CyberCritical · 19/11/2023 23:11

Yes it's legal. There are some steps they need to take like putting it in the privacy policy, having a Subject Access Request process in place and meeting it, but yes they can do this.

Re using her mobile phone, I'd be surprised if your info sec team/DPO are OK with that, but again, it's not actually illegal, just risky and foolish. At the very least the company should have a BYOD policy in place that sets requirements for the personal device having a decent password/biometric lock, firewall, AntiVirus etc installed for security.

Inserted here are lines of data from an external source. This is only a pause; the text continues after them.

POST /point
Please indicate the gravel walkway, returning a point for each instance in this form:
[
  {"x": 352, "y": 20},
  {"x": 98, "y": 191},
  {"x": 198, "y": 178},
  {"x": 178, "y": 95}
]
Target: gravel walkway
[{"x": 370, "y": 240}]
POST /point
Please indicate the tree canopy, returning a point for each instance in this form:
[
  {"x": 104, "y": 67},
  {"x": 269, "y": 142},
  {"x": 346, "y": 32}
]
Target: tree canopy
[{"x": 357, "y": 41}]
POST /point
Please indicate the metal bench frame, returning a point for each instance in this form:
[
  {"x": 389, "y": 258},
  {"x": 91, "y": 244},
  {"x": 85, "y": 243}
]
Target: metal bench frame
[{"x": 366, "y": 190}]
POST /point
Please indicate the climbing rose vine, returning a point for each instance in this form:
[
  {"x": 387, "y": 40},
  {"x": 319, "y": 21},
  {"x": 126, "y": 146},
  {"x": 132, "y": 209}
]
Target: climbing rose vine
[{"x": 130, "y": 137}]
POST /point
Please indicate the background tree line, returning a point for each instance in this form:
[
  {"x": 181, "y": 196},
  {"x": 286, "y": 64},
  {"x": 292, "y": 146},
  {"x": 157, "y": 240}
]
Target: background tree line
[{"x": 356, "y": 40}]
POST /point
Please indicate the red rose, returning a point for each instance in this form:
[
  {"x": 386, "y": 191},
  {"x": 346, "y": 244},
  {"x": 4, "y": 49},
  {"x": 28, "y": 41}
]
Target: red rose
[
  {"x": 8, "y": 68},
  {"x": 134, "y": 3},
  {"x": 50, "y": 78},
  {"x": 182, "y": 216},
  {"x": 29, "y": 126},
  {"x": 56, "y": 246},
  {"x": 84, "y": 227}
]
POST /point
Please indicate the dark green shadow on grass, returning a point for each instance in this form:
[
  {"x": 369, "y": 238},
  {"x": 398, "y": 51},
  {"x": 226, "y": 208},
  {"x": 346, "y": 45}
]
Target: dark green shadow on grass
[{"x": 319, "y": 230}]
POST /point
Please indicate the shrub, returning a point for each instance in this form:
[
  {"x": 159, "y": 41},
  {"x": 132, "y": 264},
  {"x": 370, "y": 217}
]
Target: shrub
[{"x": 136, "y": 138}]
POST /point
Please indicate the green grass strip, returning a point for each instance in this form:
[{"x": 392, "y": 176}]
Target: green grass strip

OCDmama · 20/11/2023 07:32

MercanDede · 19/11/2023 22:19

Did you post the correct link? It is about monitoring employees who work from home, not employees working in a retail shop?

Yep! The article deals with both scenarios.

There needs to be a raft of policies and procedures and the employer needs to be registered with the ICO. There needs to be a single use for the camera (security/theft prevention) and it can't be to just watch your employees. There needs to be a full staff induction and I very much doubt that the ICO (who can issue very large fines) would be happy about a manager watching staff off-hours from a personal phone. The data protection act does cover these areas.